DMZというのは剛の池の南にある小島で、ここではサギ類が縄張り争いをせずに仲良く佇むのでこう呼んでいるのだが、池の北端を縄張りにするアオスケがここに来ることはあまりなくて、たまに島の北側に陣取って自分の縄張りを凝視する様子を見せる。

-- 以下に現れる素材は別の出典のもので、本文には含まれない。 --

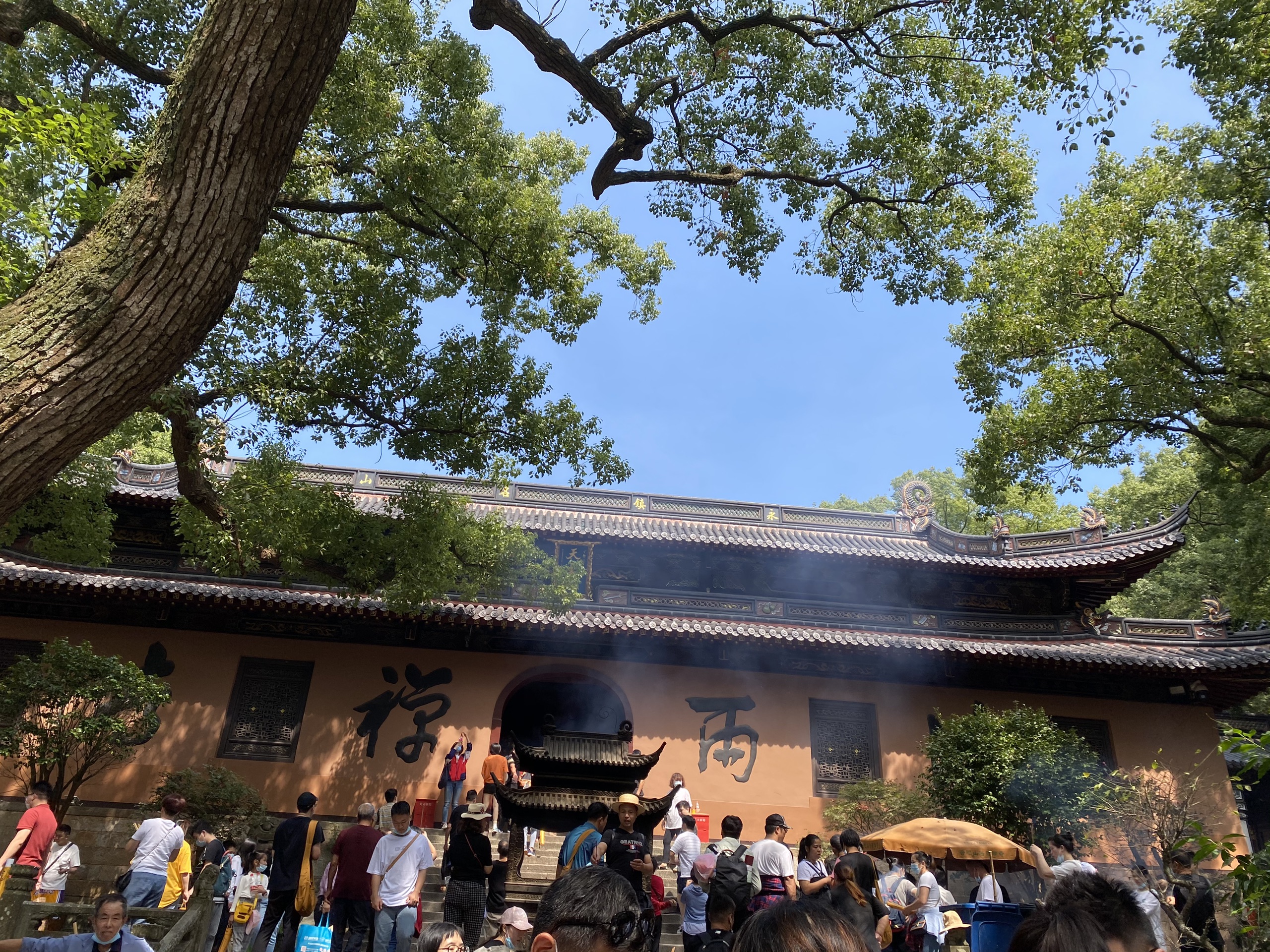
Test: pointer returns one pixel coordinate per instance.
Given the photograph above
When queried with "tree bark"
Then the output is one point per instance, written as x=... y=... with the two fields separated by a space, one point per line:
x=117 y=315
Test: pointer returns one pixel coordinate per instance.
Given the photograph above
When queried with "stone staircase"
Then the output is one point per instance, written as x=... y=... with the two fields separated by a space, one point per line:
x=539 y=873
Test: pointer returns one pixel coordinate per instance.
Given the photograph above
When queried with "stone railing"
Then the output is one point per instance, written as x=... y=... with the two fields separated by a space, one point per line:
x=166 y=930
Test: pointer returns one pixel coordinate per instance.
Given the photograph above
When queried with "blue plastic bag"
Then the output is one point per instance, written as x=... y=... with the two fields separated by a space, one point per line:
x=314 y=939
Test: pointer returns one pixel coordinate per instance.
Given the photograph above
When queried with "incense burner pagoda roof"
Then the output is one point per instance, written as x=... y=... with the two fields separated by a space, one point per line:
x=559 y=810
x=584 y=751
x=607 y=515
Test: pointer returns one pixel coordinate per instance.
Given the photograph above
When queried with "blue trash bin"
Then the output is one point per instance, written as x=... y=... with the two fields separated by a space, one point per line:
x=992 y=926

妻がボクの横でアオスケに手を振るとたちまちに気づいたようで視線がこちらへ向いた。
てっきりこっちに来るものかと思っていたのだが、そもそもボクらがこれを見ていたのはアオスケの縄張りではなかったのである。で、アオスケの縄張りに向かってみると、
ちゃんとアオスケが待っていた。
ボクらの他にも水鳥に餌を与える人が少なからずいるが、これをちゃんと見分けている個体は、しばしばこのように、餌の人の姿を視認すると自身がいつも餌をもらう縄張りに移動して待ち受ける、という行動を示す。存外サギたちは頭がいいのだ。思えばダイサギのチュウスケも、ボクらの行動を先読みして繰り返し「まだもらってませんよ」みたいな顔をして待ち受けるという奇行を見せた。
完全に、奥様はアオサギ使いの魔女なのである。
去年はこの時期のヒドリガモは敢えて人に近づこうとしなかったものだが、今年の子らはさっそく池のボートを追いかけ回して餌を強請っていた。剛の池経験値の高い連中が先遣されたものらしい。